Intra-urban epidemiological risk model: Intra-urban malaria infection risk models will be constructed for the 4 cities at very high resolution. Epidemiological, demographic, socioeconomic, climatic and environmental data described above will be combined in a machine learning algorithm in order to (i) identify factors that influence malaria risk within the urban area and (ii) predict malaria risk across the cities. The geographic coordinates of each community survey will be used as unique identifiers to extract factors within 1km radius. Boosted Regression Tree (BRT) modelling will then be used to examine the relationship between parasite prevalence and demographic, socioeconomic, climatic and environmental covariates.

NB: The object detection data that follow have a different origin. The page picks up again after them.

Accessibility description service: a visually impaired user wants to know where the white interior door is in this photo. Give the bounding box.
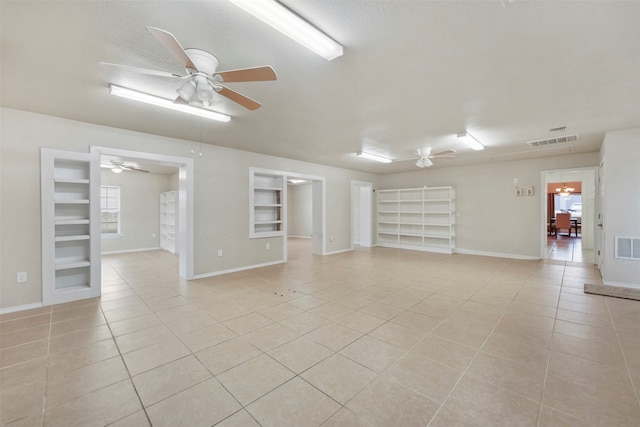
[595,160,605,276]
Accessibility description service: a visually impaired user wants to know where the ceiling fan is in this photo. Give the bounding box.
[100,160,149,173]
[100,27,277,111]
[416,147,456,168]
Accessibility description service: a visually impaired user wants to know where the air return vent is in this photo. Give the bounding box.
[615,236,640,261]
[527,134,578,147]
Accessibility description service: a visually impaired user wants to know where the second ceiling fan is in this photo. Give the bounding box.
[100,27,277,110]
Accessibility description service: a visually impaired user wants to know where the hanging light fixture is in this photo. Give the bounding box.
[556,183,576,197]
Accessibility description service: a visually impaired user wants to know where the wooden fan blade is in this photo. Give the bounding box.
[147,27,198,71]
[218,86,261,111]
[120,165,149,173]
[100,62,182,78]
[216,65,278,83]
[431,150,456,157]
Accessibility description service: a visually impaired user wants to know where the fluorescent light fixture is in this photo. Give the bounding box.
[458,132,484,151]
[416,156,433,168]
[109,84,231,122]
[229,0,342,61]
[356,151,392,163]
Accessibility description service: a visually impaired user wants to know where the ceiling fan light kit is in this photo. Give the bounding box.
[109,84,231,122]
[458,132,484,151]
[100,27,277,117]
[229,0,343,61]
[356,151,393,163]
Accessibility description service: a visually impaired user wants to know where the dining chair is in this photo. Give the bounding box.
[556,212,578,237]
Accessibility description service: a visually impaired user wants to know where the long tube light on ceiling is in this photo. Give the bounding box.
[356,151,393,163]
[229,0,343,61]
[109,84,231,123]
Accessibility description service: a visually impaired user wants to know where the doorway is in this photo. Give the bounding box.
[91,146,194,280]
[541,168,596,263]
[351,181,373,249]
[282,171,326,262]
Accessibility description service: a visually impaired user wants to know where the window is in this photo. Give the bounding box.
[100,185,120,237]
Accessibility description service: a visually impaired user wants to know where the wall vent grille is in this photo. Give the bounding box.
[615,236,640,261]
[527,134,578,147]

BRT is a machine learning technique increasingly used for modelling event distribution in ecology and epidemiology (Elith et al. 2006, Leathwick et al. 2006, Martin et al. 2011). Cross-validation techniques will be used to evaluate model predictive performance, by randomly separating the dataset into a modelling dataset that will be used to fit the model and a testing dataset that will be used for testing the model’s predictive performance. The BRT model will be used to predict malaria parasite prevalence on a 100m grid level for the four cities.

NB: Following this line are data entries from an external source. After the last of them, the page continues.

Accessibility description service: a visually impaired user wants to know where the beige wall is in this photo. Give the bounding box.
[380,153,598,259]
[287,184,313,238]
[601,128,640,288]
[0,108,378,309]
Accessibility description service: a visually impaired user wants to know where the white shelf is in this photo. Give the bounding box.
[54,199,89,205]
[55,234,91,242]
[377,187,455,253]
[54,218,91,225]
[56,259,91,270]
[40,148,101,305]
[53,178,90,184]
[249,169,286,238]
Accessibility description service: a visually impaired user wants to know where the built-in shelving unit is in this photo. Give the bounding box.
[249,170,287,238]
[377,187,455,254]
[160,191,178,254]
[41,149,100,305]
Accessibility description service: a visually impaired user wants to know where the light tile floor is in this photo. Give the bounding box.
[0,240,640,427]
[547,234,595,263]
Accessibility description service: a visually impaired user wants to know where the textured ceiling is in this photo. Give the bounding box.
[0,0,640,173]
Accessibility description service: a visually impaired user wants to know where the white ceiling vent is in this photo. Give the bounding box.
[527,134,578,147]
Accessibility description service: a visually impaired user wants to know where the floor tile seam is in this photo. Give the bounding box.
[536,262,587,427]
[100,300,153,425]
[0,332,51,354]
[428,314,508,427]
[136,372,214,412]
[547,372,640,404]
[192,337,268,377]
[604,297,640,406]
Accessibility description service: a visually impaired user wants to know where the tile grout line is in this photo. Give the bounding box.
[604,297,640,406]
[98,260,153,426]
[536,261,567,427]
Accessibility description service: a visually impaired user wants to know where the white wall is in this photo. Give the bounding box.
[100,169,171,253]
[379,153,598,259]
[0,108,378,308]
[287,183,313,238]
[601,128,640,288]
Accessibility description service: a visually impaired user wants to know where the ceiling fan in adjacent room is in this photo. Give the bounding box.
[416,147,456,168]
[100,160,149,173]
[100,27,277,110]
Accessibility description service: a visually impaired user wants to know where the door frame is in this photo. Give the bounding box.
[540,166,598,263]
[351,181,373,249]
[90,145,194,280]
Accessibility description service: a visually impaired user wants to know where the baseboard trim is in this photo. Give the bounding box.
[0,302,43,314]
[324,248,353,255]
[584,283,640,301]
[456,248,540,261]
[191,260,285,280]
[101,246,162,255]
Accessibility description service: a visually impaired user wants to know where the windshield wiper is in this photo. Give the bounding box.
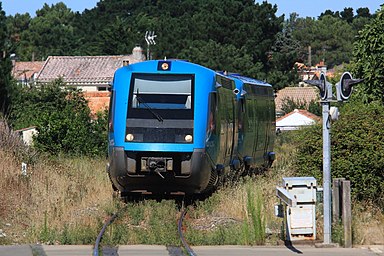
[136,93,164,122]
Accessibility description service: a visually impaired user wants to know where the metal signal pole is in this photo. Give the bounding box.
[145,31,157,60]
[321,100,331,244]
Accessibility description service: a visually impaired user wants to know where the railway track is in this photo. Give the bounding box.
[93,202,197,256]
[177,208,197,256]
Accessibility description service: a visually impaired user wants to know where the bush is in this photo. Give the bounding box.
[296,102,384,209]
[10,79,107,155]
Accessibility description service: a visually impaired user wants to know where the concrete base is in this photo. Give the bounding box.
[315,243,339,248]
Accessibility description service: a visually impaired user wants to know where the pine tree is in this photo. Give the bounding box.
[0,2,12,114]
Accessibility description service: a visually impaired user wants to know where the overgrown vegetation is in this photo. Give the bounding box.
[0,122,384,245]
[9,79,107,156]
[296,101,384,209]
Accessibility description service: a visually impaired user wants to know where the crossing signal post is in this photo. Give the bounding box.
[145,31,157,60]
[304,72,363,244]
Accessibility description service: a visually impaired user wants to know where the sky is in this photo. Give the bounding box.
[0,0,384,18]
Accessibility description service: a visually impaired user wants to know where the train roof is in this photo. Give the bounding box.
[228,74,272,86]
[217,71,272,87]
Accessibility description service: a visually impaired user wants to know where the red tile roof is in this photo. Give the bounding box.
[37,55,137,84]
[276,109,321,122]
[12,61,44,81]
[275,87,319,112]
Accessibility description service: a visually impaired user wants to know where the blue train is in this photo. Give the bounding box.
[107,60,275,198]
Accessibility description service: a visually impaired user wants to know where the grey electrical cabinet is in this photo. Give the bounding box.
[282,177,317,241]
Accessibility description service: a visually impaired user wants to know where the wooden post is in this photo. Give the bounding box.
[341,180,352,248]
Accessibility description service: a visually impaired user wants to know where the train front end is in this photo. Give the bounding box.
[108,61,214,196]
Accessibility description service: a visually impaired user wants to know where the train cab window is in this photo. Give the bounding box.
[127,73,195,121]
[132,75,192,109]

Inter-urban epidemiological risk model: Multi-level models will be used to characterize inter-urban variations in malaria infection risk using child-level, household-level and cluster-level indicators, as described above. The objective of the inter-urban model is to better understand the influence of environmental and climatic variables on the inter-city variability in malaria risk, by controlling the effect of demographic and socioeconomic factors. Epidemiological, demographic, socioeconomic, climatic and environmental variables will be combined in a spatial statistic algorithm in order to identify the main factors responsible for malaria risk in a large set of 20 cities. In addition, variables that quantify urban and peri-urban changes (e.g. rate of urban growth, city densification, deforestation, desertification, extension of irrigated cropland, wetland draining…) will be tested. In a second step, we will evaluate possibilities to predict malaria risk in every African city based on a limited set of covariates extracted from remote sensing. This will potentially lead to a better classification of urbanization in the context of malaria epidemiology and provide guidelines for improving rules to be applied to predict the intensity of urban malaria transmission in continental models.